Now consciousness is increasingly global and the internet is rapidly becoming universally available to match this. Conversations, all forms of communication, information, audio and video files, financial transactions – the whole spectrum of modern living – are throbbing round the world as pulses of light through the global fibre optic cable system that now, like a new nervous system, underpins all human relationships. The significance that it is now light that is the transmitter of all this will not escape anyone with a degree of spiritual understanding. At the click of a mouse on Skype we can be talking with colleagues the other side of the world in an instant at no cost other than our monthly connection fee to the internet. The sum total of human knowledge and experience is gradually becoming available to all who wish to access it. All events within the human family – the revolutions, the wars, the natural disasters, the humanitarian efforts to rescue and salvage, the sporting events, the artistic achievements – are posted onto the web as they happen, by-passing government censorship and the biases of the traditional news media.

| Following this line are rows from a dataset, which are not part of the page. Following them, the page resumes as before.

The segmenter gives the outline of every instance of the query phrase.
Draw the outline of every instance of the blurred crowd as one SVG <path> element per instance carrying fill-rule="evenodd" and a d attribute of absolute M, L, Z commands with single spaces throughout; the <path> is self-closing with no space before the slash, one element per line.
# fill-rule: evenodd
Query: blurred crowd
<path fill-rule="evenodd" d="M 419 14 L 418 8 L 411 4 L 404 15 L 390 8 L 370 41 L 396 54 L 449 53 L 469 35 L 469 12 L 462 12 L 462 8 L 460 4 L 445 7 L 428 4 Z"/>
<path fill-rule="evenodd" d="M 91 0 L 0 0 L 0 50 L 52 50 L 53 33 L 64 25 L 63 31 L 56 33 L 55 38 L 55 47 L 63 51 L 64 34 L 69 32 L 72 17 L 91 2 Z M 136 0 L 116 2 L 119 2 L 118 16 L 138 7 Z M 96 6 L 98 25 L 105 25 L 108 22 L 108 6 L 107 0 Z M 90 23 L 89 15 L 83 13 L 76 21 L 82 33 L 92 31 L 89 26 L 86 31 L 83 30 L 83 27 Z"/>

Then there are the amazing discoveries about DNA. Our bodies contain not just human genetic information but much of the coding for all life forms – other animals, the plant kingdom and so on. Genetically we are 99.5 % the same as all other human beings. We are 98% the same as chimpanzees. The fruit fly (Drosophila) shares about 60% of its DNA with us. Sea sponges – one of the oldest multicellular life forms – share nearly 70% of the same genes as human beings.

Truly, life is one, and humanity in large measure is beginning to recognise this fact. The real transformation will occur when we collectively act upon this recognition. So let us together help to bring this day nearer. Let us bring the energy of the soul to bear on the mind and heart of humanity. It is this that will transform attitudes and therefore activity. It is this that is the deep challenge of our time. Of course we all know how much is already being done along these lines. But we also all know how much more is needed. I think Buckminster Fuller got it right when he said that, "God is a verb, not a noun." We need to ‘be’ and to ‘do’.

So let us now unite being and doing by going into our meditation. Let us imbue our vision and ideas with light, love and the will-to-good and help incarnate the reality of unity into a practical demonstrated reality in the outer world.